El Consejo de Distrito ha aprobado la modificación del Plan General Metropolitano, el trámite que abre la puerta al cambio urbanístico. El proyecto prevé un polideportivo de 2.000 metros cuadrados, el doble de lo planteado inicialmente, dentro de una actuación que también incluye zonas verdes y nueva vivienda.
La operación forma parte de una transformación más amplia, con 140 viviendas previstas en total. De ellas, 70 serán sociales, un dato importante para un distrito donde el acceso a la vivienda sigue siendo una de las grandes preocupaciones de muchas familias.
El futuro equipamiento deportivo es otro de los puntos fuertes del plan. La ampliación permitirá diseñar un espacio con más capacidad y mejores servicios para los barrios del entorno, en lugar de un polideportivo pequeño que podía quedarse corto desde el primer día.
El proyecto también deja margen para adaptarse si aparecen dificultades técnicas. La presencia de un colector subterráneo podría obligar a mover el equipamiento dentro del ámbito de actuación, pero la idea es mantener la función prevista y no reducir la ambición del proyecto.
El punto más delicado sigue siendo el aparcamiento. El espacio funciona ahora como parking provisional y la reforma puede suponer la pérdida de hasta 320 plazas, una cuestión que preocupa a vecinos y grupos políticos.
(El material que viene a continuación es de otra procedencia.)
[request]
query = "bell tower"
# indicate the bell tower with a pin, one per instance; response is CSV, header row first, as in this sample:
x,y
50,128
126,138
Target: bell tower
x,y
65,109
Entre las alternativas planteadas está estudiar una ampliación del aparcamiento del mercado de Montserrat, situado muy cerca.
Para quienes viven en Trinitat Nova y su entorno, el cambio puede notarse en varios frentes: más vivienda protegida, un equipamiento deportivo más completo, nuevos espacios verdes y una reordenación de una zona que lleva tiempo esperando una solución definitiva.
La reforma del triángulo de Aiguablava no resolverá de golpe todos los problemas del barrio, pero sí marca una prioridad clara: utilizar una de las últimas grandes bolsas de suelo de Nou Barris para servicios, vivienda pública y vida de barrio, aunque el debate sobre dónde dejar el coche seguirá muy presente.